Dakota “Ophelia” Berg

Dakota “Ophelia” Berg

Beautiful, tragic, short, sad, lonely, misunderstood

Dakota was a deep, beautiful soul. She loved fully and unconditionally and was passionate about teaching acceptance for all people. She loved animals, especially her dog Keta, her loyal protector. She had an intense love for family and was striving to get sober and be an exemplary role model for her younger sisters.

Dakota was very creative and had a unique and expressive style with makeup, hair and clothing. She was a self-taught make-up artist, a talented writer and a poet. Dakota’s poetry detailed her life of addiction, every agonizing step of the way. Beautifully written, but very painful, her poems were a blueprint for the eventual outcome when someone is under the grip of addiction.

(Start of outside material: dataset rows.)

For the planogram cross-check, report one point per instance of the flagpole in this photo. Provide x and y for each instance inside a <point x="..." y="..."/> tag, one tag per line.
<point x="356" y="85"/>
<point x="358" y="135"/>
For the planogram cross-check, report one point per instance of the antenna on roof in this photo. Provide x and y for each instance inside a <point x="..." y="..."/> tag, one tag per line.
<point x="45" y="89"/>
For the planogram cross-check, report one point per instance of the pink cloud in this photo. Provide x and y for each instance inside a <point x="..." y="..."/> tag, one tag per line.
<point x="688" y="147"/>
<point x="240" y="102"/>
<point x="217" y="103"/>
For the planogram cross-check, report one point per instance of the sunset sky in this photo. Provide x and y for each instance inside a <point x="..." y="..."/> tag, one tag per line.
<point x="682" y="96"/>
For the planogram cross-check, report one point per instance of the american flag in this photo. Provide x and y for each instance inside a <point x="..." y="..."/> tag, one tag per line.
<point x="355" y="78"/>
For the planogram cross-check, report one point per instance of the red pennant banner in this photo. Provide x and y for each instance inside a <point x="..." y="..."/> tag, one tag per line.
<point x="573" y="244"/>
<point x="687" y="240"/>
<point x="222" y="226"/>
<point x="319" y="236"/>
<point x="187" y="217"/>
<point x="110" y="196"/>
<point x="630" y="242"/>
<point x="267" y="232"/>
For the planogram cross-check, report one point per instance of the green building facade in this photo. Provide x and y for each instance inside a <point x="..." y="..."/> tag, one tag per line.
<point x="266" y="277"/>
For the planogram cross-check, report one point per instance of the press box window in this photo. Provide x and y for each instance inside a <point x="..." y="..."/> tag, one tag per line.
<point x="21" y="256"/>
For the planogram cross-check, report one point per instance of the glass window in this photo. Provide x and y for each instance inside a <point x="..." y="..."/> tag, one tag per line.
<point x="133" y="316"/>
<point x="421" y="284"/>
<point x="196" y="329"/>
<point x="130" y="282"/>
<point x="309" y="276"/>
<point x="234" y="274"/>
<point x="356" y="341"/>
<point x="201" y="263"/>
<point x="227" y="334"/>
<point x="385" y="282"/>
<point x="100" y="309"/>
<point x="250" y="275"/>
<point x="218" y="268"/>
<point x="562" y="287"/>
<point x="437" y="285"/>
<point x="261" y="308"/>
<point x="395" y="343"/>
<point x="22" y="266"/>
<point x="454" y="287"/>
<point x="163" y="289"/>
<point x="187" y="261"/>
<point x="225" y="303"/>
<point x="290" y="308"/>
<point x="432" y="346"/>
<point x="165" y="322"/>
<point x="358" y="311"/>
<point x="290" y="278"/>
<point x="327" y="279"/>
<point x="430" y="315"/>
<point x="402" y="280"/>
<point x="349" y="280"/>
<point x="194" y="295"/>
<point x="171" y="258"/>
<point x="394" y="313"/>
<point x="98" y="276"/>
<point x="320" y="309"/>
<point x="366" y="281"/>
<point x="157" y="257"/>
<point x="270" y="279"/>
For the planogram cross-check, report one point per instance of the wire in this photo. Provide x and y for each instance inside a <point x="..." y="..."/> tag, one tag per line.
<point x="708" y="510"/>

More than anything, Dakota wanted to find love, marry and have children. She planned to work with animals and use her life experiences to help others make better choices than she could during her brief life. After her death, many people came forward to share with her family how Dakota had supported them and positively influenced their lives.

Her obituary was frank and truthful about her means of death stating: “The family wishes to identify Dakota’s cause of death; opioids. We need to name it, say it and expose it because too many lives are being lost. No one wants to be addicted, that person is still a human being, and someone special to others.” This honest choice touched a young woman who read it while in jail. She wrote to Dakota’s family and said that she “saw clearly now” and thanked Dakota for saving her.

Her mother feels heartbroken and empty, but also driven to be a change agent around substance use issues. She said: “Dakota’s addiction took the light out of her eyes and affected her self-respect. Though we miss her wonderful laugh and her presence is gone, Dakota’s essence remains.”

Dakota’s mother, Katrina Schiesswohl, provided the information for this narrative.